Belo conto minha cara Celêdian Assis. Realmente o misticismo não anda na moda aqui no Nordeste, faz parte do nosso dia-a-dia. Confesso e reconheço semelhança com o tal personagem da história. A gente pensa que tudo se explica pela ciência mas não é bem assim. Muitas das nossas verdades são aceitáveis pela falta de um conhecimento maior do assunto. Porém, trata-se de um assunto muito singular. Quem é sensível ou tem sensibilidade o que menos quer é se expor. Dá pra ser inteligente e admitir certas manifestações das quais pouco entendemos. Bom ... vou terminar por aqui. Tenho que ir até a venda da esquina comprar velas, sabe-se lá se não vai faltar luz mais tarde? Deus me livre! Na escuridão da noite assombração pode aparecer.

Wanderley Dantas disse...

Celêdian, delícia de conto! É cada uma, não? Mas gostei demais de ouvi-lo dizer que os medos são nossas defesas, e não são? O medo racional é presente que nos foi dado para nossa própria preservação. Quanto valentão não já morreu por aí por bobeira? O problema é só quando o medo deixa de ser um aviso e passa a ser um vício. Mas eu me lembrei mesmo de quando eu era criança e minha tia falou sobre o espírito que vinha puxar o pé se não o cobríssemos... e não é que numa noite eu psenti direitinho meu pé sendo puxado! Pulei da cama (estava recém-operado), cheio de dor, mas quem disse que ia ficar sozinho naquele quarto! O medo é uma das mais profícuas fontes da boa literatura. Parabéns! Abraços!

Marcio disse...

Celêdian, minha querida amiga.

Ter você por perto é sempre sinal de boa prosa. Crônica fantástica e falando de algo que sempre mexeu um pouco com meu lado escritor. Sou um tanto cético como pessoa, mas o "eu" escritor, esse se esparrama no assunto.

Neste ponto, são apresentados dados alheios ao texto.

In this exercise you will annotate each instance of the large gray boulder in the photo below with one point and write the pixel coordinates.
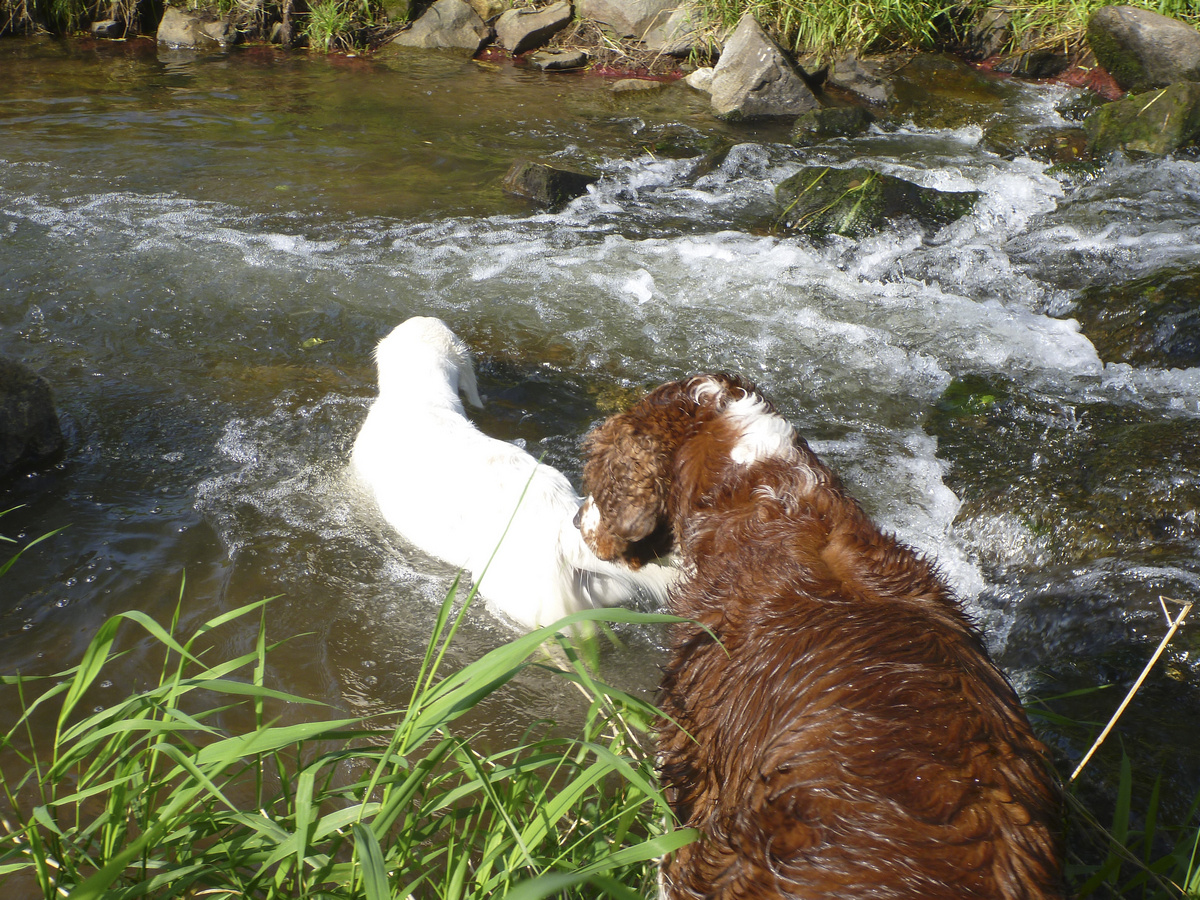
(448, 24)
(525, 29)
(754, 78)
(195, 29)
(29, 424)
(1143, 49)
(629, 18)
(1151, 124)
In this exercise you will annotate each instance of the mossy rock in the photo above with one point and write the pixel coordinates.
(1149, 322)
(1084, 481)
(817, 125)
(1151, 124)
(820, 201)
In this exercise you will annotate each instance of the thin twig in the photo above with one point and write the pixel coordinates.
(1162, 646)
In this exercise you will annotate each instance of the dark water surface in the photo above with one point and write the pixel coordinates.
(199, 253)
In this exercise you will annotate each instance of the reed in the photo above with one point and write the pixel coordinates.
(157, 796)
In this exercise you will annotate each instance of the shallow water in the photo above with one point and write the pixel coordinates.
(199, 253)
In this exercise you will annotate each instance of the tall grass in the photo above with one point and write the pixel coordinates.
(826, 28)
(156, 797)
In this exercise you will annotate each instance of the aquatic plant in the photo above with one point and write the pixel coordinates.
(160, 796)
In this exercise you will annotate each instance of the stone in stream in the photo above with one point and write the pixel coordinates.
(1151, 124)
(862, 77)
(817, 125)
(754, 78)
(448, 24)
(1143, 49)
(29, 424)
(1150, 322)
(819, 201)
(557, 60)
(523, 29)
(185, 29)
(679, 35)
(545, 184)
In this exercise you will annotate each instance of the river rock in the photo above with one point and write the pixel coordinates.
(636, 85)
(107, 28)
(545, 184)
(862, 77)
(29, 424)
(520, 30)
(990, 34)
(1143, 49)
(186, 29)
(557, 60)
(679, 35)
(1151, 124)
(448, 24)
(754, 78)
(629, 18)
(1035, 64)
(819, 201)
(817, 125)
(1152, 322)
(701, 79)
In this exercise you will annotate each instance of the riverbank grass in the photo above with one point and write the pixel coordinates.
(161, 795)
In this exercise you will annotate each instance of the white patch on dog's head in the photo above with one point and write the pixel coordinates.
(588, 519)
(763, 435)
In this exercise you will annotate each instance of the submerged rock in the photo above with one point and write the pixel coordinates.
(448, 24)
(1143, 49)
(1067, 483)
(520, 30)
(679, 35)
(820, 201)
(943, 93)
(1151, 124)
(187, 29)
(1147, 322)
(817, 125)
(557, 60)
(29, 423)
(545, 184)
(754, 78)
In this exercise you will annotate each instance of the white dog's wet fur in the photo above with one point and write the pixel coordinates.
(451, 491)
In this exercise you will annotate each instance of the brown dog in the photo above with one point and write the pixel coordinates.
(845, 735)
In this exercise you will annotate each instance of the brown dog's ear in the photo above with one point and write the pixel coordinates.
(623, 474)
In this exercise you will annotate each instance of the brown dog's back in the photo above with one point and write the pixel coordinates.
(845, 735)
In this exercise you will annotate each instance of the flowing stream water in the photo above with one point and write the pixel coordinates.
(201, 252)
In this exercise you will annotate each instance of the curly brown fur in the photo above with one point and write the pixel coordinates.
(845, 736)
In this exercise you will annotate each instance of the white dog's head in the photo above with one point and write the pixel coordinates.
(421, 354)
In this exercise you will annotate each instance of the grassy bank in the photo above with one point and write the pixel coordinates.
(820, 28)
(195, 786)
(162, 795)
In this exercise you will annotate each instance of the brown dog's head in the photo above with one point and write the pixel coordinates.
(631, 466)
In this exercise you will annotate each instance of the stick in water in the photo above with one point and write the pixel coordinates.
(1162, 646)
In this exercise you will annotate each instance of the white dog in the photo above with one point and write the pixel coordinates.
(461, 496)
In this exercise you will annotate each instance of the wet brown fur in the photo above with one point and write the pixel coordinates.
(849, 737)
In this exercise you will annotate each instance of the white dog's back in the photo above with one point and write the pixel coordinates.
(455, 492)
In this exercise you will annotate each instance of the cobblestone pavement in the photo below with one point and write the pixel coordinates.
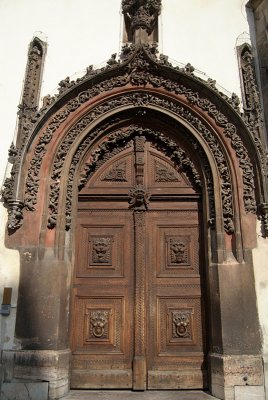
(128, 395)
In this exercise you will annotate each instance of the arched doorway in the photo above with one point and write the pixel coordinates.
(138, 303)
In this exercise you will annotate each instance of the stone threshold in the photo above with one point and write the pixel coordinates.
(129, 395)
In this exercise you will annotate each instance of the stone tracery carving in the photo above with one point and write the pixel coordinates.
(138, 71)
(116, 174)
(165, 174)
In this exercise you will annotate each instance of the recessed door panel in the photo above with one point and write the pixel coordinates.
(138, 303)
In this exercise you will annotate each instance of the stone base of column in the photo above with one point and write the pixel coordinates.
(237, 377)
(33, 366)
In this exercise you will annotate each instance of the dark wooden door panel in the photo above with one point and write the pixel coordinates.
(176, 356)
(138, 301)
(103, 302)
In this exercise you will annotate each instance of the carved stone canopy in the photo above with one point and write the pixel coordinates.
(141, 20)
(157, 85)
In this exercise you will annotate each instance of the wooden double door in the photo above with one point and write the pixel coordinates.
(138, 303)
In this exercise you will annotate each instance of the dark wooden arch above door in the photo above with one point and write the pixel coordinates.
(138, 316)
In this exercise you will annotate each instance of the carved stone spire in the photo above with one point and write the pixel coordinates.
(141, 20)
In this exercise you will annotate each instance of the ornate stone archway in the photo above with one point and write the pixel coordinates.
(89, 117)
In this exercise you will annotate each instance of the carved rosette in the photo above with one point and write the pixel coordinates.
(181, 320)
(99, 324)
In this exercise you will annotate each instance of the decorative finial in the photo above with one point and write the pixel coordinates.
(141, 20)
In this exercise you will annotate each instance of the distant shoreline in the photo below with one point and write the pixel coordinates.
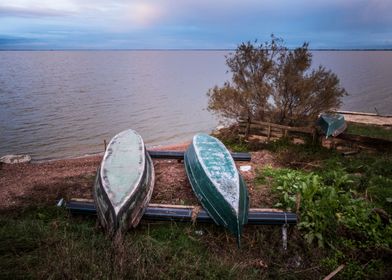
(197, 50)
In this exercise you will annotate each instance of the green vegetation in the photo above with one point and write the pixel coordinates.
(370, 131)
(47, 243)
(273, 83)
(344, 204)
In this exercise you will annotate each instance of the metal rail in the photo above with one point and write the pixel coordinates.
(180, 155)
(184, 213)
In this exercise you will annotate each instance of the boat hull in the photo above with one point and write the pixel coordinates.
(119, 209)
(228, 207)
(332, 124)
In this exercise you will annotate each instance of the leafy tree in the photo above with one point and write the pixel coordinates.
(272, 83)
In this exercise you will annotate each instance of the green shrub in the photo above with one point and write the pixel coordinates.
(327, 208)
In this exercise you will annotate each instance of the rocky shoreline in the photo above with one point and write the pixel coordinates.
(43, 183)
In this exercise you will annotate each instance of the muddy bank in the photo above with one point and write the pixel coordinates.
(45, 182)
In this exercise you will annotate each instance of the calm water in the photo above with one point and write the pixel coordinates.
(62, 104)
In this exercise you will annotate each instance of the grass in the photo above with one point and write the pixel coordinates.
(48, 243)
(370, 131)
(45, 242)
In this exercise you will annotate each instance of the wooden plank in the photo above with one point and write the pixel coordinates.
(333, 273)
(187, 213)
(180, 155)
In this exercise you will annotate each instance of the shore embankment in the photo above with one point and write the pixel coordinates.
(42, 183)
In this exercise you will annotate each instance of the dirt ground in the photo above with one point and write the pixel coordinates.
(44, 183)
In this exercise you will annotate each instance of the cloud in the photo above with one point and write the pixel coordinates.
(203, 23)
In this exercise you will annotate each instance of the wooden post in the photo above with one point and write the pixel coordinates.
(269, 132)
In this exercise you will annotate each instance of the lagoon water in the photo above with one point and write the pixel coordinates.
(56, 104)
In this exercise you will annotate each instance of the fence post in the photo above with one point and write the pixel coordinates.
(269, 132)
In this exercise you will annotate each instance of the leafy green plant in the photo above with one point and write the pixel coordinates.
(326, 206)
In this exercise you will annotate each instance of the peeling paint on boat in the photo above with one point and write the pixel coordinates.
(124, 182)
(219, 166)
(216, 182)
(124, 167)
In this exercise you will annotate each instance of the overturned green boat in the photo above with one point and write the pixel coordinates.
(216, 182)
(124, 183)
(331, 124)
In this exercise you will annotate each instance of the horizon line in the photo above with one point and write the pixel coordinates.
(190, 49)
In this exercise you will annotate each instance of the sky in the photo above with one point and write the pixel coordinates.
(193, 24)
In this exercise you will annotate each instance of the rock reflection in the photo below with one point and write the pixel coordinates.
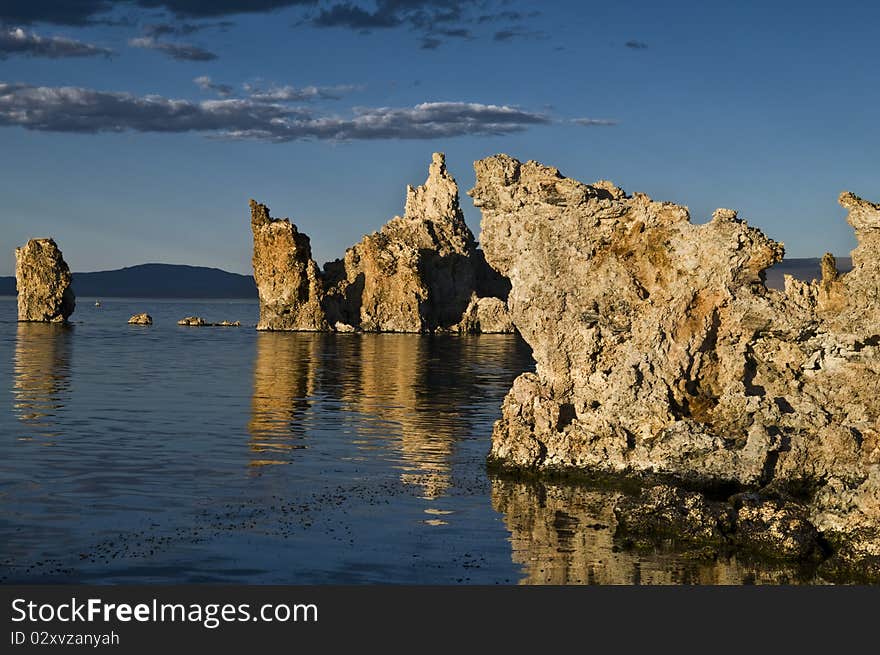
(391, 392)
(284, 387)
(564, 534)
(42, 375)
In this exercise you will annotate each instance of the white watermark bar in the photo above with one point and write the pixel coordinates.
(162, 620)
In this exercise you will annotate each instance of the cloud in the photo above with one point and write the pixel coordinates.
(436, 21)
(594, 122)
(183, 29)
(88, 111)
(286, 93)
(178, 51)
(517, 33)
(19, 42)
(206, 84)
(85, 12)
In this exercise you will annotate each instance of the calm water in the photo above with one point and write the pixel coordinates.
(167, 454)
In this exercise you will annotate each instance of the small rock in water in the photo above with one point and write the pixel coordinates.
(194, 321)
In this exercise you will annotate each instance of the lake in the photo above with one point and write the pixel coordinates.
(166, 454)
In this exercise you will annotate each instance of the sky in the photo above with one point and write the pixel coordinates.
(136, 131)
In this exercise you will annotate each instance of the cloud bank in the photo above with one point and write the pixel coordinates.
(89, 111)
(19, 42)
(178, 51)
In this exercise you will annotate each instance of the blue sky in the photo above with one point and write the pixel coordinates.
(136, 131)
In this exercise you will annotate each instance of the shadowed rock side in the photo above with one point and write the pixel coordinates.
(577, 534)
(419, 273)
(660, 350)
(286, 275)
(43, 281)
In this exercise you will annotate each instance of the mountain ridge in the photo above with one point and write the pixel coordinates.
(155, 280)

E olha, na hora em que o susto ou o medo pegam valendo, não existe tamanho nem machesa. Tem muito marmanjo por aí que quer se passar por fortaleza, mas quando estão sozinhos, se borram todos. Conheço vários assim.

Eu, mesmo com meu ceticismo, não brinco muito com o desconhecido. Vai que aquilo me prova, por a+b, que existe? Daí quem se borra sou eu... rsrs.

Crônica deliciosa, minha querida amiga. Bjs.

Marcio

Ps.: no momento, estou tremendo, mas é de frio, tá? Curitiba está um gelo. rsrs.